Well there has been discussion before about Limoncello - the digestif (I think that's French for yummy after dinner drink) from Sorrento.

To remind - you take the zest off a couple dozen lemons that have not been 'treated' - go with naturally colored ones. The zester I use is just a razor blade - no white at all, you just want the yellow part of the peel. Anyway, you drop that into a gallon of pure alcohol or vodka (more alcohol content == better) and you let it sit for a month.

By that time, the alcohol has dissolved the natural oils in the zest and turns bright yellow, the zest turns hard and white.

Mix 1:3 with simple syrup (around 50 proof) and then strain and bottle, put in the freezer and drink as a one ounce after dinner treat in the summer. Being the way we are - we're bottling it for our friends - Jill did the label, the 'corking' stems from my Kentucky roots...



Note the one on the right is slightly stronger than the one on the left - it's bespoke and thus variable depending on who it was made for.


----------



## Mr. Golem (Mar 18, 2006)

That's quite an interesting drink and the label/cork and overall botteling is beautiful. My grandpa use to make his own Vodka. Yeah.. I'm Russian.


----------



## Wayfarer (Mar 19, 2006)

Chuck, quick question about the ratio:

1 part simply syrup or 1 part vodka/lemon infusion? I'll figure out the 3 parts if you help me with the one


----------



## Andy (Aug 25, 2002)

Mama mia, that looks wonderful! We had limoncello for the first time on a trip to Capri and were immediately addicted!


----------



## Chuck Franke (Aug 8, 2003)

Depends on the mix - store stuff is around 30 proof, ours is around 50-70 depending on whether or not we're finishing one while mixing another.

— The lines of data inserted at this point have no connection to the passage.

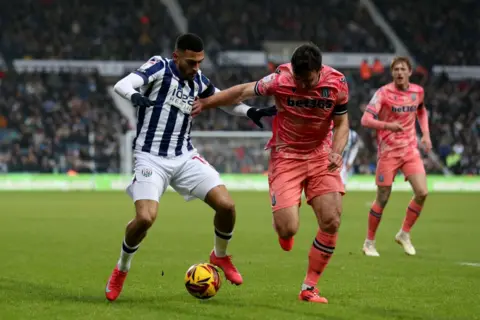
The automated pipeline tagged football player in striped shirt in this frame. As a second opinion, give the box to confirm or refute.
[105,34,276,301]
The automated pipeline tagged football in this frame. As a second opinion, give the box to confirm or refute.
[185,263,221,299]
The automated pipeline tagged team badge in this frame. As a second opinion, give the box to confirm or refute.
[322,88,330,98]
[378,174,385,182]
[142,168,152,178]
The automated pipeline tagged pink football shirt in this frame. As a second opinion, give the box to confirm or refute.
[255,63,348,159]
[365,83,424,158]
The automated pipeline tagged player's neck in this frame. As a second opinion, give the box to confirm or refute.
[393,82,410,91]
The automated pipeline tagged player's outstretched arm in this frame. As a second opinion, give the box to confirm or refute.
[192,82,255,116]
[332,113,350,154]
[361,109,403,132]
[347,137,363,168]
[215,88,277,128]
[113,73,155,107]
[417,104,432,152]
[328,112,350,172]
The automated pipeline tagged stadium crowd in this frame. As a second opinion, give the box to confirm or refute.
[375,0,480,67]
[0,68,480,174]
[0,73,129,172]
[180,0,393,52]
[0,0,480,174]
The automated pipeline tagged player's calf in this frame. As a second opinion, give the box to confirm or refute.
[205,185,243,285]
[300,192,342,303]
[273,206,299,251]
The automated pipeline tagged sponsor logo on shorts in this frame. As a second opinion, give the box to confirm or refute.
[142,168,153,178]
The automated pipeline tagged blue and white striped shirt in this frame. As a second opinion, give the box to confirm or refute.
[133,56,215,157]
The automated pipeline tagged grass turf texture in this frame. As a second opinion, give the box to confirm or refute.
[0,192,480,320]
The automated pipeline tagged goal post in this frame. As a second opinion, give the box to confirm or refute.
[120,130,272,175]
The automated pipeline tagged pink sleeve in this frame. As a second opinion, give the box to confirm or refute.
[255,73,278,96]
[365,89,383,119]
[417,88,430,135]
[362,89,386,130]
[336,77,348,105]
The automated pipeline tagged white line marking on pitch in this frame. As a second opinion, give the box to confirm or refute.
[460,262,480,268]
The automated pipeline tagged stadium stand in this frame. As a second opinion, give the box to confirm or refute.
[375,0,480,66]
[0,0,177,60]
[180,0,393,52]
[0,0,480,174]
[0,73,129,172]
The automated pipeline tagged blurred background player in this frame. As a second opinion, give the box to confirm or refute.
[340,129,363,186]
[362,57,432,257]
[105,34,276,301]
[193,44,349,303]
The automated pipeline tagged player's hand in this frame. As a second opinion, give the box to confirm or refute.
[421,136,432,153]
[247,106,277,129]
[130,93,155,108]
[328,152,343,172]
[191,97,204,117]
[385,122,403,132]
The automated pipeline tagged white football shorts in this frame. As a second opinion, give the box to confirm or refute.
[126,150,224,202]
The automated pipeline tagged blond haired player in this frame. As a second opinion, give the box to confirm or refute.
[362,57,432,257]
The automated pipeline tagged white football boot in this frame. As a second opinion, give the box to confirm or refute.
[362,239,380,257]
[395,230,417,256]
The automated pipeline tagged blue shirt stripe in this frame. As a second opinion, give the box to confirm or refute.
[158,106,178,157]
[142,68,172,152]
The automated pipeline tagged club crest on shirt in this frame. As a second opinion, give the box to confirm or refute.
[322,88,330,98]
[378,174,385,182]
[262,74,275,84]
[142,168,153,178]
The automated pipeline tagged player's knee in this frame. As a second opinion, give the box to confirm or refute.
[135,206,157,230]
[377,188,390,208]
[415,189,428,201]
[275,222,298,239]
[215,199,235,216]
[320,209,341,234]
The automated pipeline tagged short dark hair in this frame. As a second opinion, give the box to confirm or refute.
[291,43,322,75]
[390,57,412,71]
[175,33,203,52]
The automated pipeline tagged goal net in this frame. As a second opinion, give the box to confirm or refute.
[121,130,272,174]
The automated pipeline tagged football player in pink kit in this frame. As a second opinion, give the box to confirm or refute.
[362,57,432,257]
[193,44,349,303]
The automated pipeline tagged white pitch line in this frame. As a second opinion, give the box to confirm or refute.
[460,262,480,268]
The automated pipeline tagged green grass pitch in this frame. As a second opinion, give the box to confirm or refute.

Typically, we mix 3:1 for around 50 prrof. Just killed a bottle between 4 people because well, it was evil and needed to die. One bottle is plenty for 4 folks.

If you use Vodka as the alcohol you start at 80-100 proof, if you use pure alcohol (195 proof) you can dilute with twice the amt of syrup.

It works


----------



## Andy (Aug 25, 2002)

*Good stuff!*

I had the pleasure of sampling a bit of the Jill & Chuck famous Limoncello last evening and I don't remember much of the rest of the evening :icon_smile_big: but the Limoncello was wonderful (I do remember that part!).


----------



## jcusey (Apr 19, 2003)

Sorry, Chuck. You can't be a bootlegger unless you distill the alcohol for the Limoncello base yourself. Using vodka or Everclear is perfectly legal (well, at least in Texas -- I think that some states may have banned retail sales of Everclear). Geez, you'd think a good ol' Kentucky boy would know this. :icon_smile_wink:


----------



## Jill (Sep 11, 2003)

Oh, please, John. Please don't give him any ideas...


----------



## Will (Jun 15, 2004)

Next perhaps he'll share the story of what happened after he filled a Jamaican rum cask with ganja and buried it for a year...


----------



## Jaguar (Feb 12, 2006)

Cool, have to try that. Props to Jill on the Manet.

~ Jaguar


----------